にっこり、と笑って、ボクは骸君に呼び掛ける。


追い詰められた骸君は、随分面白い姿になっている。

自慢の右目を傷付けられて、目論見外れてココから脱出する事も出来なくて。

為す術もなく、ボクにいいようにあしらわれて。


今、ボクの前に跪いている。


とっても面白い。

けど、ちょっぴり物足りない。

無表情、なんだ。



「骸君骸君。」



何の反応もないから、しつこく呼び掛けてみる。


ようやく、きろり、とボクを見た青い左目は濁った冷たい光を帯びている。


わぁ怖い。


最初の余裕たっぷりな嘘臭い笑顔はドコへ行っちゃったんだろうね?


反抗的なのが変わんないのはいい事だけど。


「降参、は…しないよねぇ」


まぁしたところで無意味って奴だけど。

自分の言動の矛盾に、ふふ、と、つい笑みを溢す。


「………。」


骸君は、やはり無言でボクに冷たい視線を送るだけ。


うーん、反応薄いなぁ。


そう言えばさっきから全く喋らなくなっちゃったし。


「ねぇ、何で黙ってるの?」


つまんないじゃん、と言うと、ふいっと顔を逸らされた。

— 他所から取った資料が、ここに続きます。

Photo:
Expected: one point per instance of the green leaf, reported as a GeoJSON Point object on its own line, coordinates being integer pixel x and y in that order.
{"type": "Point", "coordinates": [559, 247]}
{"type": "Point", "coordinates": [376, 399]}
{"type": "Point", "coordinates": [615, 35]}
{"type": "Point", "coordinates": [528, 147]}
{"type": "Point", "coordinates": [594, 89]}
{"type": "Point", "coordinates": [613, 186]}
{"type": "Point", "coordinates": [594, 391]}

あーぁ。


「あ、僕とは口ききたくないって事?」


するとぴくり、と微かに反応した。



ん?




顔をそっと覗き込むと、




「…何笑ってンの、」



骸君は、…これは思い出し笑い、なのかな?笑っている。

しかも、ボクに見せた、あの不敵な笑みなんかじゃなく、


幸せそうな、微笑み。




へぇ…そんな顔、するんだぁ…







 キ モ チ ワ ル イ 。







す、と脚を上げて、若干油断している骸君の横っ面を思いっ切り蹴り飛ばす。

骸君は顔面から壁に激突した。

うわ、いったそー。
右目怪我してるのに。


「ッ!…ぐっ…ぁ…」


「あ、ゴメンゴメン」


へらり、と笑ってみせる。



…巧く笑えなかったな。



まぁいいや、そういう事もある。



 
骸君が、ぎこちなく身を起こす。

押さえている右目辺りから、またボタボタと血が垂れている。
あーぁ、一旦は止まったのに。

骸君は痛みを堪えているせいで息が荒い。

 

そしてボクを睨み付けるその目は怒り狂っていた。





ふふ。




その形相を見て、ボクは嬉しくなった。


「怖いなぁ」


やっぱりさ。


ボクは笑顔なんかより、怒ったり泣いたりしてる顔の方が好きなんだ、面白いから。


相変わらず口はきいてくれないみたいだけど、いいや。



骸君の素敵な表情が見えてきたし。


こっから先は、もう笑ったりしなくていいようにしてあげるから。














(だって君には、)






笑顔なんて似合わないよ!











(笑ってる顔じゃなくて)


(掻き乱された君の顔がみたいの)





















君には笑顔なんて似合わないよ!って言葉を言わせたかっただけです、すみません。


骸が途中でにやけたのはアレです、10年前に雲雀が「君とはもう口をきかない」って言ったのを思い出したんです、キモチワルイですね!